Se acercó despacio, casi con temor a aquel bulto que ocupaba la silla. Una moqueta de desorden cubría el suelo. Montones de libros, recortes de periódicos, y revistas de fotografía esparcidos al azar. Por el camino sorteó algunos cd´s musicales y varias latas de coca-cola vacías.

De la silla provenían unos gemidos apagados, como un ronroneo suave y monótono. Una canción de cuna con quejidos por versos.

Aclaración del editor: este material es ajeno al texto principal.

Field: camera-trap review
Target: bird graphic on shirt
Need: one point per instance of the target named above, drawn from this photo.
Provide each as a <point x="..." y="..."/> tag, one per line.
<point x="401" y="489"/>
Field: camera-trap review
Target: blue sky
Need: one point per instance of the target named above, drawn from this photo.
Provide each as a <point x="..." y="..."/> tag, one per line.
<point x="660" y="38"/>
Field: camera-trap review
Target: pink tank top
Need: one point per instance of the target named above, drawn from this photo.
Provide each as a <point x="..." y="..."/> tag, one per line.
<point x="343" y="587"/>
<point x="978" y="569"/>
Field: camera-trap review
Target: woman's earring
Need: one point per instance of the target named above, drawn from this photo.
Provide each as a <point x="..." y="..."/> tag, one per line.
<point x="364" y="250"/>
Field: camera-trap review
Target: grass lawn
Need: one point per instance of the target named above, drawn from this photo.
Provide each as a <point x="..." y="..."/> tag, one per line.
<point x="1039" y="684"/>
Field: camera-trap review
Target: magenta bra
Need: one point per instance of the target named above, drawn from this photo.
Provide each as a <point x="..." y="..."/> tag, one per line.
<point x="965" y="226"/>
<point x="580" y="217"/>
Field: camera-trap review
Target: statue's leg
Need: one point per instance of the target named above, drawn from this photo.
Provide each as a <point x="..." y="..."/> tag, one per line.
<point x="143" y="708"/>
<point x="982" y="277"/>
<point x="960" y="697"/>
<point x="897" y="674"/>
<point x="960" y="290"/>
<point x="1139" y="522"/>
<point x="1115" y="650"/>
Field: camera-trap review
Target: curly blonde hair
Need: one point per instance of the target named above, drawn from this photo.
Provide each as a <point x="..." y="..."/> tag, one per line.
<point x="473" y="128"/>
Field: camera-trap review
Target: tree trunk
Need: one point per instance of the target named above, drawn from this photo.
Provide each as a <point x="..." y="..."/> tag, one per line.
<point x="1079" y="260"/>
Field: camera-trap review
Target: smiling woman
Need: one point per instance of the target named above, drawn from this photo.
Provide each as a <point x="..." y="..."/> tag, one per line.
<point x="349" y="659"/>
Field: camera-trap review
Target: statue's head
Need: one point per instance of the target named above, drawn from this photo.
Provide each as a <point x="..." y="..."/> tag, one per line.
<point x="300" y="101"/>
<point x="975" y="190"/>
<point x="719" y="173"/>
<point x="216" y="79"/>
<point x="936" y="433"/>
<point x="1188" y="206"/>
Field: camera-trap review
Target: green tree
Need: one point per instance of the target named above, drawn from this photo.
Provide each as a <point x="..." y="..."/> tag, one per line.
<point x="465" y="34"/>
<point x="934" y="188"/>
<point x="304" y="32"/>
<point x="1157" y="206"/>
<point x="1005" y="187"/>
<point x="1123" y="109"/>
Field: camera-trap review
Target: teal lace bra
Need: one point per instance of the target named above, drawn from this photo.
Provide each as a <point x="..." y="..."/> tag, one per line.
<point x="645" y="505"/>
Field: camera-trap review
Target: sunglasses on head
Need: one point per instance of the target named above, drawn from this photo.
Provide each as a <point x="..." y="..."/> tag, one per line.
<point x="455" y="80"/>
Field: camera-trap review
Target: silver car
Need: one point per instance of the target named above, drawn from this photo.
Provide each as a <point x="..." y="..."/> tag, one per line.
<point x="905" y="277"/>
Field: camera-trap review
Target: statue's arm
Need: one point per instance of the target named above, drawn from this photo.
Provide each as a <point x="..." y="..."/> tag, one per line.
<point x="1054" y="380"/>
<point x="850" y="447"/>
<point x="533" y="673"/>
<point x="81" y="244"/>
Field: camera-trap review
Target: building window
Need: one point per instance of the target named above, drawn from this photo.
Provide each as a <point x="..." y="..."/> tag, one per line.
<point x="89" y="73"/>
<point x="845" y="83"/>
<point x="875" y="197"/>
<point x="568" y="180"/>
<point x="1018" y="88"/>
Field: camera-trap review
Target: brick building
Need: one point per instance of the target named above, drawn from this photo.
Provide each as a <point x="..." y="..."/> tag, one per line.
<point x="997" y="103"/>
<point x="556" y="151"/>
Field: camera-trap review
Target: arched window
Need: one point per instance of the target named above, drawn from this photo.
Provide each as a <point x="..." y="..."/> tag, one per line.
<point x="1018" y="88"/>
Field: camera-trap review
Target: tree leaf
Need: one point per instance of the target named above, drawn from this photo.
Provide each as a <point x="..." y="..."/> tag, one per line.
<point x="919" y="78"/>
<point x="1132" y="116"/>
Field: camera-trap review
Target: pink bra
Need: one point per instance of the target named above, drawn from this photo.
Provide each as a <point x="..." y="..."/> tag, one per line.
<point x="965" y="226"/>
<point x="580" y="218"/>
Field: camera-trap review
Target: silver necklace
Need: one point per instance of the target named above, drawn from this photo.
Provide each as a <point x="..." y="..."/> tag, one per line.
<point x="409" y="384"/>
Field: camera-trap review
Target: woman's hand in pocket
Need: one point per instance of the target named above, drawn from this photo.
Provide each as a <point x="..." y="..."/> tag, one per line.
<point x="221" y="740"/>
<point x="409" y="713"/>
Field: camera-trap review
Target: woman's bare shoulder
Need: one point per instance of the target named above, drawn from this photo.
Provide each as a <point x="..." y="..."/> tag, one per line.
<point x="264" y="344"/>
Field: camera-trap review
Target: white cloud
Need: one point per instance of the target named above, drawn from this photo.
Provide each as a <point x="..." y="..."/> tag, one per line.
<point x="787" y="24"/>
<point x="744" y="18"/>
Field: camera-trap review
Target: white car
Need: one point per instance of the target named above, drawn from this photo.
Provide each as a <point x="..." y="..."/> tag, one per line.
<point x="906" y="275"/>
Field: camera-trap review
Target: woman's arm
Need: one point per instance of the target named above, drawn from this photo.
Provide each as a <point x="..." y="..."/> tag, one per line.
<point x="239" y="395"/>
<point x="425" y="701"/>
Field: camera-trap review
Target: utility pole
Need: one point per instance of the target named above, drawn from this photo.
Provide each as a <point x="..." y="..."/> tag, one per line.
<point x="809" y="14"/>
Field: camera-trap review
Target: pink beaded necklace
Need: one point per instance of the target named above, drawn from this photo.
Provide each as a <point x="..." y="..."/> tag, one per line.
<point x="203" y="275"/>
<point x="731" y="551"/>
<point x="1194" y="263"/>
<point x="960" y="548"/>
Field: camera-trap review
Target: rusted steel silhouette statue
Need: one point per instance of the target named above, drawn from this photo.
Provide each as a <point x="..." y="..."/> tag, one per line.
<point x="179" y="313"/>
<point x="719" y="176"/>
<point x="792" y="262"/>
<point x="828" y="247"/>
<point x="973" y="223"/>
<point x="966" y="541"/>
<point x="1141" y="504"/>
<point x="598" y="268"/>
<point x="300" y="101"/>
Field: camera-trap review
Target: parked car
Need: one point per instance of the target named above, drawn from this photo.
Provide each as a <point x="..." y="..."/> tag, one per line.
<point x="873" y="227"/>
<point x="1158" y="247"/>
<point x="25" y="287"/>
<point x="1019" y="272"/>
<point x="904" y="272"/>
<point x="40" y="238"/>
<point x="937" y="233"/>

A tres pasos de allí el hedor era insoportable. Debería estar toda la habitación impregnada, pero después del tiempo que llevaba ahí metido, casi no lo notaba. Era parte de su obra y había aprendido a convivir con aquel olor, a respetarlo, a entender su mensaje. Solo al acercarse tanto le asaltó violentamente en su olfato, y le golpeó en su memoria; reviviéndole con mayor exigencia el recuerdo de las prácticas de los últimos días.

Estaba tal como la había dejado la noche anterior, aunque poco podía haber hecho; una gruesa cinta de color plateado le ataba muñecas y tobillos a la silla. Posiblemente el refuerzo de cinta en el cuello fue necesario al principio, cuando ella empezó a entender que todo aquello iba en serio y no dejaba de contorsionarse, pero ahora bien podía habérselo quitado, ya que toda resistencia hacía tiempo había desaparecido. Simplemente estaba seguro que así trabajaría más cómodo.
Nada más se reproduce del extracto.